A week ago, the name De Luca cleared corners. Made rats choke on their own spit and vanish into shadows they didn’t belong in. One whisper used to be enough. People crossed the street, shut their mouths, pulled their curtains, and pretended they didn’t see a thing.
But things are different now.
Those files revealed everything about us.
Let the world stare directly into the heart of the operation. Every secret. Every deal. Every body we dropped and burial we made. All of it spilled like guts across the pavement.
And I am still cleaning everything up, because this empire still matters to me.
And I’ll bury anyone who tries to erase it.
We turn the corner, and the engines rumble softly. The street narrows. Shadows close in.
Out front of the Serrano estate, three black sedans idle with their engines still running. The men stepping out aren’t just muscle; they’re the kind of bastards who enjoy violence a little too much.
I spot Rocco D’Amato first. Slicked-back hair, cheap cologne, a temper like a loaded gun. He once pulled out a guy’s molars just to hear him scream. He’s surrounded by his soldiers.
The next car is Enzo Vargas.
He gets out, lights a cigarette with one hand, and adjusts his grip on his pistol with the other. He has a smile that doesn’t reach his eyes and a reputation soaked in blood.
Behind them, Nicoli Franchi steps out of the next car, calm as ever. He’s the quiet one, the kind who doesn’t raise his voice because his knife does the talking.
All of them Serrano loyalists. All of them are fucking assholes.
They’re not here to talk. They’re here to see if I bleed.
Serrano soldiers stand like statues at the entrance. They don’t hide their guns or blades, the kind of steel that instinctively tastes blood. Their hands hover near their hips, fingers brushing chrome with practiced ease. Men trained to stay still until it’s time to kill.
Their eyes follow us as we pull up.
This is what Serrano wants me to see before I even reach the door: the power, the heat, the threat. And I let them show it, because I didn’t come here to flinch. I came to remind them that De Luca blood doesn’t run. It damn well reigns.
I open the door and step outside. My soldiers fall in line silently. No commands needed, just instinct.
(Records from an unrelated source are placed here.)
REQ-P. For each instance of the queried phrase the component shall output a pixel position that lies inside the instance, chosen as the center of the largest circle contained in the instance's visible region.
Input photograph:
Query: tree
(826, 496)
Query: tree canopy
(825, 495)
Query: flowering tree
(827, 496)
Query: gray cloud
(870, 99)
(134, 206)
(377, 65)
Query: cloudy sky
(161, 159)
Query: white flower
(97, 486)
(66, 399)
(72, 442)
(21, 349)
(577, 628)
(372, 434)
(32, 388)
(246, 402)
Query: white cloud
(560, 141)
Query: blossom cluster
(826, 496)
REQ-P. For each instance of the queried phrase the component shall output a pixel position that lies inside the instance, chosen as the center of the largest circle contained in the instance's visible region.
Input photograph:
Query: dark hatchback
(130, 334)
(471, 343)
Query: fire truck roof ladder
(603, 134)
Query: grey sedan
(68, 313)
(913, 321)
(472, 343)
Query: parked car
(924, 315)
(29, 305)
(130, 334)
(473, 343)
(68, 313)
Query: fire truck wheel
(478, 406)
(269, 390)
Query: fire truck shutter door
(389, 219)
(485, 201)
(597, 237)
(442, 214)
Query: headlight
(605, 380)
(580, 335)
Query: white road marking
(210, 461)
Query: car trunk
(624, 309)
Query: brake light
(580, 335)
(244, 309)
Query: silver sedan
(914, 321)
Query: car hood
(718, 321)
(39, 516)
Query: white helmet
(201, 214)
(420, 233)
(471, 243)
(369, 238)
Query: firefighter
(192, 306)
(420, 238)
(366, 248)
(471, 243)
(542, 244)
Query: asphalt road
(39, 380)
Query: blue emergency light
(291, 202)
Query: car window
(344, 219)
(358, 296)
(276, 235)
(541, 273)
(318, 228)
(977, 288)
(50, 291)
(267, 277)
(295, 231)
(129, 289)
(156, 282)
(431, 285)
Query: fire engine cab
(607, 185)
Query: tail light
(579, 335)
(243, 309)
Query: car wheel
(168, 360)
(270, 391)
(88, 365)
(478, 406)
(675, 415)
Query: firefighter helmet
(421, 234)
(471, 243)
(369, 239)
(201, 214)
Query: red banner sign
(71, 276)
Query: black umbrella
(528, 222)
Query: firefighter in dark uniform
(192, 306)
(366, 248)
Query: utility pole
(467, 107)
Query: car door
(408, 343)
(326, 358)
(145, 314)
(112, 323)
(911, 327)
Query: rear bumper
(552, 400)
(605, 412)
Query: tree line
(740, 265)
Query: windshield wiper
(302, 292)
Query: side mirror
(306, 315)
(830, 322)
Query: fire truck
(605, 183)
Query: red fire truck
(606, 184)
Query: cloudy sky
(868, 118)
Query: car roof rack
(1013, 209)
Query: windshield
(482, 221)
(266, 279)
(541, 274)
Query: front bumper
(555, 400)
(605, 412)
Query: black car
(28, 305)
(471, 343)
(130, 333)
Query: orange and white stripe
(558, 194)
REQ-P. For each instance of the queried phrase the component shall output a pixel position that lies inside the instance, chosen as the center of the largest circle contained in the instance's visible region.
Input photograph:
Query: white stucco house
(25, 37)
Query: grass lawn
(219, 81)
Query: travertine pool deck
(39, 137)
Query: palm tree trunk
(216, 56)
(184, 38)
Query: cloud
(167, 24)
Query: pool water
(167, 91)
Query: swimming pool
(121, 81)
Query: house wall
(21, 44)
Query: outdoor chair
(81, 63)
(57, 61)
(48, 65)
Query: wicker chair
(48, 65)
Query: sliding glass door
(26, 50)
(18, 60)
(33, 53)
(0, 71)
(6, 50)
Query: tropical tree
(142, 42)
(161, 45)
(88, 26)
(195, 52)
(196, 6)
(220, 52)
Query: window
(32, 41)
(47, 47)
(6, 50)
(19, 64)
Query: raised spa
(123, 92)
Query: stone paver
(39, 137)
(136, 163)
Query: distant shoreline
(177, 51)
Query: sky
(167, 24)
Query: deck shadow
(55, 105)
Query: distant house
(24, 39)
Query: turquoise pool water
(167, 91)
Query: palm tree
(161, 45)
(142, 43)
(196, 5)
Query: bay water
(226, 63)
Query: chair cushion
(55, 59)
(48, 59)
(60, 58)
Jackets shift as they move, fabric parting just enough to reveal steel. Knives press against ribs, guns rest at hips, the weight of violence sewn into every seam. These are the men who didn’t run when the empire cracked apart. And today, I need to make damn sure they see us for what we still are.
We are the storm that follows the silence. We are still the De Luca name no one dares to cross.
My boots hit the stone floor. The sound echoes through the foyer. One of Serrano’s guards shifts in front of me. He hesitates, then steps aside. Not out of manners, but survival instinct. He knows what will happen if he doesn’t.
We move further inside.
The house surrounds us, polished and perfect—two stories of wealth soaked in blood.
Marble floors shine under crystal chandeliers.
Gold trim. Thick rugs. Art on the walls that costs more than some men’s lives.
The Serranos built their fortune on fear, and this place proves it.
Rich. Ruthless. Flashy in a way only old money and old crime can pull off.
The staff move quietly. Heads down. Hands quick. Eyes never lingering. They know better.
I take the stairs slowly, dragging my fingers along the carved banister.
I hear movement before I see her, enough to catch my attention.
She’s standing there, arms crossed under her chest, hip tipped out, chin lifted in pure defiance.
Long legs bare beneath a dress that knows exactly what it’s doing.
Curves sharp enough to cut. Tits full, heavy, pressed together just enough to make a point.
She doesn’t shrink when my eyes land on her.
She stares back.
She’s Serrano’s daughter. I’d stake my life on it.